Anthropic released computer use agents. What are the unique engineering challenges compared to tool-use agents, and how would you architect a safe deployment?
Anthropic released computer use agents. What are the unique engineering challenges compared to tool-use agents, and how would you architect a safe deployment?
- Computer use agents operate in a fundamentally different paradigm from tool-use agents. Tool-use agents call structured APIs with typed parameters. Computer use agents interact with arbitrary GUIs through screenshots, mouse clicks, and keyboard input. This introduces three major challenges.
- First, the observation space is unstructured. With tool-use, the agent gets structured JSON responses it can reliably parse. With computer use, the agent processes screenshots and must perform visual understanding to determine the current state. OCR errors, dynamic page loading, and visual ambiguity mean the agent’s perception of the state can be wrong, leading to incorrect actions. A button that looks like a “Submit” button might actually say “Submit for Deletion.”
- Second, the action space is enormous and irreversible. A tool-use agent chooses from a finite set of defined tools. A computer use agent can click anywhere on a 1024x768 screen and type any string. Most of those actions are meaningless, but some are catastrophic (clicking “Delete Account” or “Send All” on an email). There is no “undo” in most GUI interactions.
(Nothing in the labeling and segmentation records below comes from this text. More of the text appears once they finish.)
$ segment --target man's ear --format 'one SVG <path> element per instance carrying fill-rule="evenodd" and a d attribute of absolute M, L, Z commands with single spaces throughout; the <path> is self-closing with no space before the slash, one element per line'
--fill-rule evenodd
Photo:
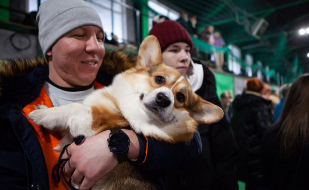
<path fill-rule="evenodd" d="M 223 117 L 223 111 L 218 106 L 207 102 L 196 95 L 192 102 L 193 118 L 198 123 L 210 124 Z"/>
<path fill-rule="evenodd" d="M 146 67 L 163 63 L 161 49 L 158 39 L 154 36 L 147 36 L 139 46 L 138 64 Z"/>
<path fill-rule="evenodd" d="M 49 56 L 51 56 L 52 55 L 53 55 L 53 53 L 52 53 L 52 50 L 48 50 L 46 53 L 46 54 Z"/>

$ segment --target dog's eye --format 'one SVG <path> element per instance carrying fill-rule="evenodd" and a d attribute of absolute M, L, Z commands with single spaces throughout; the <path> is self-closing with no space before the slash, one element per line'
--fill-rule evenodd
<path fill-rule="evenodd" d="M 156 82 L 159 84 L 163 84 L 165 83 L 165 78 L 162 76 L 157 76 L 156 77 Z"/>
<path fill-rule="evenodd" d="M 177 101 L 179 102 L 184 102 L 185 100 L 184 94 L 182 93 L 178 92 L 176 93 L 176 99 L 177 99 Z"/>

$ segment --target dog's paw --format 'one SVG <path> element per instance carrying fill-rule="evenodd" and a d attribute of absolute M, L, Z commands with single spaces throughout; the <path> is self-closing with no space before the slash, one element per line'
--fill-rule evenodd
<path fill-rule="evenodd" d="M 35 110 L 40 110 L 40 109 L 47 109 L 48 108 L 47 106 L 45 105 L 41 105 L 40 104 L 38 104 L 35 107 L 34 107 Z"/>
<path fill-rule="evenodd" d="M 49 110 L 45 109 L 45 106 L 40 106 L 43 109 L 40 108 L 38 110 L 33 110 L 28 115 L 28 118 L 32 120 L 36 125 L 42 126 L 47 128 L 52 127 L 54 123 L 53 119 L 52 116 L 50 115 Z"/>

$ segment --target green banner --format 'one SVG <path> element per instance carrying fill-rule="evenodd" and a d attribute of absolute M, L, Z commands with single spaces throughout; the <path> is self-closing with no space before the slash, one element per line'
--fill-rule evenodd
<path fill-rule="evenodd" d="M 216 78 L 216 83 L 217 84 L 217 94 L 219 98 L 221 93 L 224 91 L 231 90 L 232 92 L 232 96 L 234 99 L 234 80 L 233 79 L 233 76 L 216 72 L 215 77 Z"/>

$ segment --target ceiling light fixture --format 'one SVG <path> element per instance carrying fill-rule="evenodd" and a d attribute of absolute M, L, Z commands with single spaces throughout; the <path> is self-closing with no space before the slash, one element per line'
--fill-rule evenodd
<path fill-rule="evenodd" d="M 305 33 L 306 31 L 304 29 L 302 28 L 301 29 L 299 30 L 299 34 L 300 34 L 301 35 L 305 34 Z"/>

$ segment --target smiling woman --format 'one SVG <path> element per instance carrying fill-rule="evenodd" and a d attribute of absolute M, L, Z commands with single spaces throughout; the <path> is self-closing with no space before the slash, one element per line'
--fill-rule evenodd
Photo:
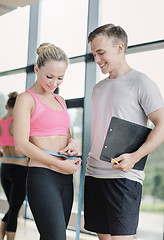
<path fill-rule="evenodd" d="M 30 158 L 27 195 L 41 239 L 65 240 L 73 203 L 72 174 L 81 165 L 65 100 L 53 93 L 63 81 L 68 58 L 50 43 L 41 44 L 37 54 L 37 80 L 16 101 L 14 141 Z M 75 158 L 53 156 L 54 152 Z"/>

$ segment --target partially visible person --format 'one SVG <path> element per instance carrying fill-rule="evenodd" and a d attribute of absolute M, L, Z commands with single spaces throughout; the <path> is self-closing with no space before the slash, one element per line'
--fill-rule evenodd
<path fill-rule="evenodd" d="M 19 210 L 26 195 L 28 158 L 15 150 L 13 139 L 13 108 L 17 92 L 11 92 L 6 104 L 7 114 L 0 119 L 1 184 L 6 194 L 9 209 L 1 221 L 0 240 L 14 240 Z"/>
<path fill-rule="evenodd" d="M 65 240 L 73 203 L 73 174 L 81 165 L 65 100 L 54 94 L 63 82 L 68 57 L 51 43 L 41 44 L 37 54 L 37 80 L 15 104 L 14 140 L 17 150 L 30 158 L 27 196 L 40 239 Z M 57 156 L 59 152 L 65 157 Z"/>
<path fill-rule="evenodd" d="M 85 229 L 100 240 L 132 240 L 137 231 L 144 171 L 135 163 L 164 141 L 164 102 L 156 84 L 126 61 L 128 37 L 114 24 L 96 28 L 88 42 L 103 74 L 92 92 L 91 151 L 85 178 Z M 115 158 L 119 164 L 100 159 L 111 118 L 115 116 L 142 126 L 148 119 L 154 128 L 135 152 Z M 157 159 L 158 161 L 158 159 Z"/>

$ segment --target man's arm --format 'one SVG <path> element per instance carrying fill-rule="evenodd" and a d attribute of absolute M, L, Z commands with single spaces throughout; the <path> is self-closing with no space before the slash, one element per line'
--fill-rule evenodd
<path fill-rule="evenodd" d="M 154 111 L 148 115 L 154 128 L 148 135 L 144 144 L 135 152 L 122 154 L 115 158 L 119 164 L 114 164 L 113 168 L 128 172 L 134 164 L 147 154 L 153 152 L 164 142 L 164 108 Z"/>

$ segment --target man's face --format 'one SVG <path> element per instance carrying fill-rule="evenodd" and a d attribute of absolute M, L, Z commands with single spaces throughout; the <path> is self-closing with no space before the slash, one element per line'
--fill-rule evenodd
<path fill-rule="evenodd" d="M 92 40 L 91 52 L 103 74 L 110 74 L 119 68 L 122 53 L 120 44 L 122 43 L 101 34 Z"/>

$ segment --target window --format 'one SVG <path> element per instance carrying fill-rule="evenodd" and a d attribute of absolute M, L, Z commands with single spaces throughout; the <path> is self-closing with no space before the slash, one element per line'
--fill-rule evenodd
<path fill-rule="evenodd" d="M 123 27 L 129 45 L 160 40 L 164 38 L 163 9 L 163 0 L 102 0 L 100 24 Z"/>
<path fill-rule="evenodd" d="M 40 43 L 51 42 L 71 56 L 86 52 L 88 0 L 42 0 Z"/>
<path fill-rule="evenodd" d="M 140 52 L 127 55 L 127 61 L 132 68 L 144 72 L 160 88 L 164 98 L 164 81 L 163 81 L 163 63 L 164 50 L 154 50 L 149 52 Z"/>
<path fill-rule="evenodd" d="M 0 72 L 27 65 L 29 6 L 0 16 Z"/>

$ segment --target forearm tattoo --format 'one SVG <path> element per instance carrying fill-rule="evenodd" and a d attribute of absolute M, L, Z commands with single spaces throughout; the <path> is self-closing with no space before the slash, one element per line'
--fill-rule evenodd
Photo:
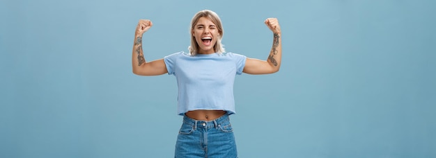
<path fill-rule="evenodd" d="M 279 40 L 280 40 L 280 36 L 279 36 L 279 34 L 274 33 L 274 41 L 272 42 L 272 49 L 271 49 L 270 56 L 268 56 L 268 59 L 275 67 L 277 67 L 278 64 L 276 59 L 274 58 L 274 55 L 277 55 L 277 53 L 279 53 L 279 51 L 276 49 L 276 48 L 279 46 Z"/>
<path fill-rule="evenodd" d="M 138 66 L 141 66 L 146 62 L 146 59 L 143 57 L 143 53 L 142 51 L 142 37 L 137 37 L 134 41 L 134 46 L 137 46 L 137 53 L 138 54 Z"/>
<path fill-rule="evenodd" d="M 271 61 L 274 67 L 277 67 L 277 61 L 276 61 L 276 59 L 274 58 L 274 55 L 270 54 L 270 56 L 268 56 L 268 59 L 270 60 L 270 61 Z"/>

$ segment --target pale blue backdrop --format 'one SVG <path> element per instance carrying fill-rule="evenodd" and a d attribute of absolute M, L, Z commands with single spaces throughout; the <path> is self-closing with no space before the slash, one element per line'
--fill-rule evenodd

- Third, latency is dramatically higher. Each step requires taking a screenshot (100ms+), sending it to the model for analysis (1-2 seconds), receiving the action, executing it, waiting for the UI to respond (variable), and taking another screenshot. A 10-step task takes 30-60 seconds minimum, versus 5-10 seconds for a tool-use agent doing 10 tool calls.
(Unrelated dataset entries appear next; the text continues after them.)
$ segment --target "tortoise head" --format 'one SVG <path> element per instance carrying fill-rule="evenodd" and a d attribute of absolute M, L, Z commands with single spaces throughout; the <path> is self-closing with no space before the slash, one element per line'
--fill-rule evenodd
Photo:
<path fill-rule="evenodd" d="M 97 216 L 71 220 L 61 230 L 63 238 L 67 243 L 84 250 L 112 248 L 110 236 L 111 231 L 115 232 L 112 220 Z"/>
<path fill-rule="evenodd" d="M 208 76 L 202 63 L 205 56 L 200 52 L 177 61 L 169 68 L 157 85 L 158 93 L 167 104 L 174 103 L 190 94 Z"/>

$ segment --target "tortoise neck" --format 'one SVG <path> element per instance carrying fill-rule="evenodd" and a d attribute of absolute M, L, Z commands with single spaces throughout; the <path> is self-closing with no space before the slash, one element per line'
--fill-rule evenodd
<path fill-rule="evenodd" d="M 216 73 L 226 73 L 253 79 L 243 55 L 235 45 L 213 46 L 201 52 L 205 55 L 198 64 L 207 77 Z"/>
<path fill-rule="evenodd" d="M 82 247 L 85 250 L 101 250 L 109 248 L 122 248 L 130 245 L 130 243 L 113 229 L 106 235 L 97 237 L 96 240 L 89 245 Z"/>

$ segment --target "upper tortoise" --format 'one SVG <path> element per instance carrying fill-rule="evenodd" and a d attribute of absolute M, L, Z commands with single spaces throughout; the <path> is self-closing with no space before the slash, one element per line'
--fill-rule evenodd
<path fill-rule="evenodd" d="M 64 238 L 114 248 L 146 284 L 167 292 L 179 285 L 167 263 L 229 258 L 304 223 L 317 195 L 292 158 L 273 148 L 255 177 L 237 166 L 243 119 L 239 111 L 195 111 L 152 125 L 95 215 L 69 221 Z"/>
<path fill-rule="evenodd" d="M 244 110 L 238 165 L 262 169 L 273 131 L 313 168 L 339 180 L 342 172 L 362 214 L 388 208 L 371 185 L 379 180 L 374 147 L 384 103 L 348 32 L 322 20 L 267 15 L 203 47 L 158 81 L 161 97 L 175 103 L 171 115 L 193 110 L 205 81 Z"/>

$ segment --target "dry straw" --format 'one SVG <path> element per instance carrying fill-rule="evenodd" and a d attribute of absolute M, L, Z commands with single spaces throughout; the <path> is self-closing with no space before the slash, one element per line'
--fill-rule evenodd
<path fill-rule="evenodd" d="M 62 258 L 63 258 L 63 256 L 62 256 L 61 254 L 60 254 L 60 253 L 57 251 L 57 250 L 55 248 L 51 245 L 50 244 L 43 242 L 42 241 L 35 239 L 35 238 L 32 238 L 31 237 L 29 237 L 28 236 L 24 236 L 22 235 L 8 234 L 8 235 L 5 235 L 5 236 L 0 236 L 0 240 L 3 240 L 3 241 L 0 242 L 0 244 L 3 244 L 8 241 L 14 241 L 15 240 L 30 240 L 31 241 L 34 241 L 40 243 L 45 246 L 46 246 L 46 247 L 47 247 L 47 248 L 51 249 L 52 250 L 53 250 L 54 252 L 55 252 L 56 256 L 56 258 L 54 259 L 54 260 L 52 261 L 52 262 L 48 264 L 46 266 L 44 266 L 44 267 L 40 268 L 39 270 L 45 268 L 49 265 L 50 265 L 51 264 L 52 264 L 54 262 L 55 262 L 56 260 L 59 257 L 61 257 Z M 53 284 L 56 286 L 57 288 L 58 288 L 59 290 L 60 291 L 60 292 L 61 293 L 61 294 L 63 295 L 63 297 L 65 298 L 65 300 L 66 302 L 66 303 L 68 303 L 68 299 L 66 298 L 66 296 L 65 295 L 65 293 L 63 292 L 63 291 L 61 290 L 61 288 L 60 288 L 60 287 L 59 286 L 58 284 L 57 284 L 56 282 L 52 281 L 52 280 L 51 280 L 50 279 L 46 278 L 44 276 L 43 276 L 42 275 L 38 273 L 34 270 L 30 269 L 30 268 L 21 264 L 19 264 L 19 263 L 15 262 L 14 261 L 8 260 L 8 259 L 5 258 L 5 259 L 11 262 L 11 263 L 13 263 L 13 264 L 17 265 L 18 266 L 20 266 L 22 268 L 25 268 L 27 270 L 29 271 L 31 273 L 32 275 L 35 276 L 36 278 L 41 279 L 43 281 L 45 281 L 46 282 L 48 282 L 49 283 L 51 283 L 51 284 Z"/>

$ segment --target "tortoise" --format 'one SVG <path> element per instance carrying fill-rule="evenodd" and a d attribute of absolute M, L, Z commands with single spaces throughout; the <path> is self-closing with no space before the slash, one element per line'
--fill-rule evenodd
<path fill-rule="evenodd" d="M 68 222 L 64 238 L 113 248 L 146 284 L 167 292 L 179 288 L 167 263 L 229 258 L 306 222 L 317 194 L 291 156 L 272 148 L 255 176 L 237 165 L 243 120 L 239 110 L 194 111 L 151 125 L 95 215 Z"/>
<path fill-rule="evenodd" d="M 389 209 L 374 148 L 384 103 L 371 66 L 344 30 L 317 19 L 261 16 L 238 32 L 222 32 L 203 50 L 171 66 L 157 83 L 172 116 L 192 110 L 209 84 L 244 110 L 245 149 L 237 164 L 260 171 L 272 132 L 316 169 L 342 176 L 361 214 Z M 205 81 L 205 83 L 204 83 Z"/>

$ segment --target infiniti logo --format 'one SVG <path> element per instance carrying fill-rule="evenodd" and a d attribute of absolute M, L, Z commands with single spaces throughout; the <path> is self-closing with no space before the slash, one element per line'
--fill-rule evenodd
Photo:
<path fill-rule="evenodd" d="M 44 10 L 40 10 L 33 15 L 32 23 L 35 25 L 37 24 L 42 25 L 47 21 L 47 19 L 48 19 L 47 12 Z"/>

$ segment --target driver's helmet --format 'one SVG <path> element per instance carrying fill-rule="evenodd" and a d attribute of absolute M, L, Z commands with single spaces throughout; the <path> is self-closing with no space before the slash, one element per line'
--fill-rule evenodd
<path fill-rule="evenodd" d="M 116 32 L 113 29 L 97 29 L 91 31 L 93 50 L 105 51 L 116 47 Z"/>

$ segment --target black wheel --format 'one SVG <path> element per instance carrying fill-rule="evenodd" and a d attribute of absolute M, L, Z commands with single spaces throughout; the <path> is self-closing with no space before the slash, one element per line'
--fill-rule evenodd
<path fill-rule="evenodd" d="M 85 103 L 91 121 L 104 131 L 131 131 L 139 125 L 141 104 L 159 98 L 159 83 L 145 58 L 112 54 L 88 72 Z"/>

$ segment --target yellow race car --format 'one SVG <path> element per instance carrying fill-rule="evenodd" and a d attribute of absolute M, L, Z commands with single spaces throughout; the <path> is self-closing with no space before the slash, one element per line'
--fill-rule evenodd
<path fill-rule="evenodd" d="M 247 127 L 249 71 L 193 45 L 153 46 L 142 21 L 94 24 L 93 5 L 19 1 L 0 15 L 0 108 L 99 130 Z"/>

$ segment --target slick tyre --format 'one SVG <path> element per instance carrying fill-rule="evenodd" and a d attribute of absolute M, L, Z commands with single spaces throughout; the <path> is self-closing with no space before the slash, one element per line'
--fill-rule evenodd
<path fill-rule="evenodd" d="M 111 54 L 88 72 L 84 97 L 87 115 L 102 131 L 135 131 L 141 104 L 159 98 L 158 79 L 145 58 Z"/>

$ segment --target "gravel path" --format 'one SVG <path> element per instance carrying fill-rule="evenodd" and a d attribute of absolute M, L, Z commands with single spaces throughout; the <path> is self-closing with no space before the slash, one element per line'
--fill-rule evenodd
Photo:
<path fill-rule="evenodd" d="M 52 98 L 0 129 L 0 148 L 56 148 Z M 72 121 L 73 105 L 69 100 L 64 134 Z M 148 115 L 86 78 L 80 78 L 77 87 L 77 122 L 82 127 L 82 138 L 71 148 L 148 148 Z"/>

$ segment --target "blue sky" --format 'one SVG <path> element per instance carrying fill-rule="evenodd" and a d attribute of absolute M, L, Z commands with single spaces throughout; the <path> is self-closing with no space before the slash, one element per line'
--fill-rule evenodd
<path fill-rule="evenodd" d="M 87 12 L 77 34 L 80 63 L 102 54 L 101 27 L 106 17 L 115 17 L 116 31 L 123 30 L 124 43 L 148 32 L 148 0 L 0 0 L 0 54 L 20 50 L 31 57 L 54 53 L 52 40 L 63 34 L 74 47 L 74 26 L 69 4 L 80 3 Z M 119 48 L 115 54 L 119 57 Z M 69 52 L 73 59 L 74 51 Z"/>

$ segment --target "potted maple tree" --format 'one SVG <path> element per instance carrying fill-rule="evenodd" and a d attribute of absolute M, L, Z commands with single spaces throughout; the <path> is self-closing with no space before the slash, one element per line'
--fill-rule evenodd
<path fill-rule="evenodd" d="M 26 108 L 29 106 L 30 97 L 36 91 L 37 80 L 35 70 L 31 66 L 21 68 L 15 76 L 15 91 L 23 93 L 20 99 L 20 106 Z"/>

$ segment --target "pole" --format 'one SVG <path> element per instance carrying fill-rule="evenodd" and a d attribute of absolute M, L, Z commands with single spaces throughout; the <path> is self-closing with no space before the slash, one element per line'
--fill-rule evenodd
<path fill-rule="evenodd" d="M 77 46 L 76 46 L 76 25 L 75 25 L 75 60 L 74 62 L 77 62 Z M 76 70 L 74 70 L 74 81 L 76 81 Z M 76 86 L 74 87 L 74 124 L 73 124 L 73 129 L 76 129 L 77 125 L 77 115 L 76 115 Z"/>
- For safe deployment, I architect three layers. The environment layer: run the agent in an isolated VM or container with a sandboxed browser. No access to the host system, no persistent storage, no ability to install software. The action layer: maintain a denylist of UI elements the agent cannot interact with (logout buttons, delete buttons, payment forms) using coordinate-based exclusion zones or visual element detection. The monitoring layer: record every screenshot and action for replay and audit, with real-time anomaly detection that pauses the agent if it navigates to unexpected domains or performs rapid-fire clicks.